My braided and unbraided hair alike whipped me in the face from the sheer strength of Gunhild’s wings, and I had to hold on to the seeress’ thin night dress to hold her in place.

There was only one thing left I could do if I wanted the seeress to get out of Midgard alive.

I had to tell my sister my long-awaited truth.

I took a deep breath, my face settling into stone as I revealed the woman’s identity, and said, “This is the mortal.”

Rayna’s face paled. She’d never met Kari, never seen her, but she’d known why I hung around this little village so often. Her mouth parted, and she closed her eyes right before she said, “Bodil it is. You’re lucky I have dirt on her.”

“You’ll keep her mouth shut?” I asked, ready to shoot through the sky now that I had no one in my way.

“She’ll keep it shut herself when I tell her I’ve seen the ways she keeps herself entertained on Midgard.” Gunhild flew to the side, letting Apple and me pass. As we picked up speed, the mortal rocked against my chest, pulling a moan from her dry lips.

“Tell me all about it later,” I said “I have to go slow with her.

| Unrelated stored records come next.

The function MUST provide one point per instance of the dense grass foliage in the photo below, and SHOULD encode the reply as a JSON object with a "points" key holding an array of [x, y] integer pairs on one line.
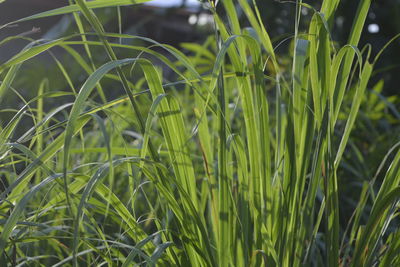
{"points": [[234, 162]]}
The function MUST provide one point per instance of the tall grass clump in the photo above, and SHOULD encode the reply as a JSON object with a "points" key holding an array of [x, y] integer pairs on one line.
{"points": [[234, 163]]}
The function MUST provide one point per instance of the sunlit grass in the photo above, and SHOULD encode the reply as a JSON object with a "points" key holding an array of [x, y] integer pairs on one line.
{"points": [[234, 163]]}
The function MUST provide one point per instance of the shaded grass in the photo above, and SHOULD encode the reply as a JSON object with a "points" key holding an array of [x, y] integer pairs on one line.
{"points": [[227, 166]]}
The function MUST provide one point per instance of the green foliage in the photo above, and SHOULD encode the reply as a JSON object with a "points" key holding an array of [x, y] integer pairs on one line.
{"points": [[241, 161]]}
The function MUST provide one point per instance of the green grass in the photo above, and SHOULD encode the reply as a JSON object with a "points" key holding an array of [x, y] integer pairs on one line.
{"points": [[237, 162]]}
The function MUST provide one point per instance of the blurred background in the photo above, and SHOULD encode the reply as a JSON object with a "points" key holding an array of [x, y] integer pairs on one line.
{"points": [[177, 22]]}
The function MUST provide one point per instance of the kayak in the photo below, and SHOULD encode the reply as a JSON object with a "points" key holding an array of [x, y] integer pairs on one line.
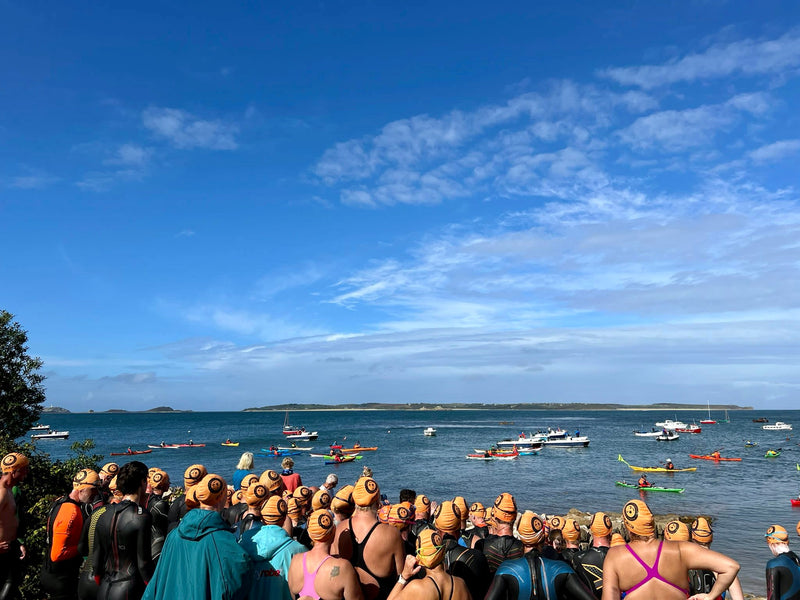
{"points": [[706, 457], [652, 488], [656, 469], [338, 462]]}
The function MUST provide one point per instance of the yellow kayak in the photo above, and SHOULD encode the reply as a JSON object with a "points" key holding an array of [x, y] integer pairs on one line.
{"points": [[655, 469]]}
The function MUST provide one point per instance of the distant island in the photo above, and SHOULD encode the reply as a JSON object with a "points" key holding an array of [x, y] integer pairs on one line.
{"points": [[485, 406]]}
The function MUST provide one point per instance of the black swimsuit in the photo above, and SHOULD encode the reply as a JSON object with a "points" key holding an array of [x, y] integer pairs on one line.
{"points": [[385, 584], [122, 553]]}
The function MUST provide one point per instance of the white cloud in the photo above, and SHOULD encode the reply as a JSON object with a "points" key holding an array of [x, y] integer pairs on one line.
{"points": [[744, 57], [184, 130], [775, 151]]}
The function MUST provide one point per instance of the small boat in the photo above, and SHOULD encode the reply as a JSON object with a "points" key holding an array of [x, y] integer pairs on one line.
{"points": [[568, 442], [655, 469], [651, 488], [670, 424], [777, 426], [693, 428], [343, 460], [51, 435], [714, 458]]}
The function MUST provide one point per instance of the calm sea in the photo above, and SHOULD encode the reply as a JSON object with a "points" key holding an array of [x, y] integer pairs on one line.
{"points": [[745, 498]]}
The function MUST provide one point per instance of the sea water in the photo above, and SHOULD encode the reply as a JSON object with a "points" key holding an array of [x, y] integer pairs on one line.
{"points": [[744, 498]]}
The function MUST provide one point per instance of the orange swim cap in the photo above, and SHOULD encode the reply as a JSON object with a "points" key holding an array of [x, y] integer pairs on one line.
{"points": [[320, 499], [530, 528], [505, 508], [638, 519], [248, 481], [256, 494], [366, 492], [321, 527], [193, 475], [676, 531], [430, 548], [776, 535], [701, 531], [571, 530], [274, 511], [600, 525], [447, 517], [13, 461]]}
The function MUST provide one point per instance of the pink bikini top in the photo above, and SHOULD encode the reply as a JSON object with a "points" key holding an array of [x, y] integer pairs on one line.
{"points": [[652, 572], [309, 578]]}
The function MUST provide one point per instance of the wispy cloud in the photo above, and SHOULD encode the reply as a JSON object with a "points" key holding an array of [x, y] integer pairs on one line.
{"points": [[743, 57], [184, 130]]}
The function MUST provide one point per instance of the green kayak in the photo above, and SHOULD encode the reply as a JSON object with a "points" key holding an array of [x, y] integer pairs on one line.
{"points": [[652, 488]]}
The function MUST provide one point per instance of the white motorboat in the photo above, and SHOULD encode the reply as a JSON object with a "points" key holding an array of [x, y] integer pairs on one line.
{"points": [[670, 424], [308, 436], [51, 435], [777, 426], [569, 441]]}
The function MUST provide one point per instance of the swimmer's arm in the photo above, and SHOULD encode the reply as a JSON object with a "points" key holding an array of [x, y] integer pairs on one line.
{"points": [[697, 557]]}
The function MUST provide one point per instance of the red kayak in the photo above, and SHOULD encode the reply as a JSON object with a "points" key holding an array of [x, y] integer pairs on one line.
{"points": [[714, 458]]}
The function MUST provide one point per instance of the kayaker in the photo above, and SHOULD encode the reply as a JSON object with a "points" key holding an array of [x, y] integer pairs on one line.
{"points": [[647, 567], [783, 571]]}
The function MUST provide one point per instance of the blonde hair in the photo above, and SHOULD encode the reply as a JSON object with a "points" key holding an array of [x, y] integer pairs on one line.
{"points": [[245, 462]]}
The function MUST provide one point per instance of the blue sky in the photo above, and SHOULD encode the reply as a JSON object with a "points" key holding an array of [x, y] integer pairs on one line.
{"points": [[216, 207]]}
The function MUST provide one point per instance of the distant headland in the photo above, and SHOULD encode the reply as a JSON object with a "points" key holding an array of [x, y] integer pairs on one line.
{"points": [[485, 406]]}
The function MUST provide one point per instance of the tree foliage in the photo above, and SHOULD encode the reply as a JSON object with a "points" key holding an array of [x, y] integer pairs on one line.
{"points": [[21, 390]]}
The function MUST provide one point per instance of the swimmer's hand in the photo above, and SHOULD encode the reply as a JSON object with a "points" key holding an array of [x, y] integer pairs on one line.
{"points": [[410, 567]]}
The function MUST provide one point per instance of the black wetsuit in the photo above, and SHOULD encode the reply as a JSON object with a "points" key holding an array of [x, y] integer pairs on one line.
{"points": [[588, 564], [122, 552], [159, 510], [176, 512], [385, 584], [497, 548], [87, 587], [468, 564], [783, 577], [533, 577]]}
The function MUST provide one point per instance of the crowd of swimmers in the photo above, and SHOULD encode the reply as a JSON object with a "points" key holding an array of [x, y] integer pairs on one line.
{"points": [[124, 533]]}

Now, leave, find Bodil, and have her prepare for our arrival… Please .”

I was thankful Rayna stood down. How did one choose between family and the object of their desire?

If the seeress passed on, she would be with all the other souls wandering the expansive meadows of Fólkvangr, or wild up in Hel.

She wouldn’t be able to return to Stormheim, and without her presence in the mortal realm, I feared what my nights would turn into.

Who would I watch? Who would be my nightly muse?

I’d grown so accustomed to watching her through cracked doors, gaps in the walls, or even the smoke holes of her roof. I knew her longhouse like the back of my hand, and I craved to know her so thoroughly.

Apple flew slowly through the sky, careful not to send the mortal woman in my arms careening off her back. We were close, so very close to safety. When the Bifrost was in my line of sight, the knot in my gut loosened a tiny bit.

A rustle of fabric brought my attention between the seeress’ legs where her nightdress gathered.

“What the Hel?” My shouts had Apple shooting through the sky like a bug on fire. I almost lost grip of the unconscious woman in my arms when I saw a blue little creature crawl out from under her dress.

Is that ? —

I stared at the creature tinted blue with death at the tips of its orange fur.

A cat? What in Odin’s great realm is the seeress’ cat doing on my pegasus?

The thing looked up at me and mewed, leaving me utterly dumbfounded.

I tried my hand at settling Apple, but she was not welcoming of our new guest. On top of having no interest in war, the flying horse also feared incorporeal beings.

A spirit passed through her body one time , and that was enough to scar her for the rest of her life.

“Just get us to the Bifrost!” I shouted. “Everything will be okay soon!”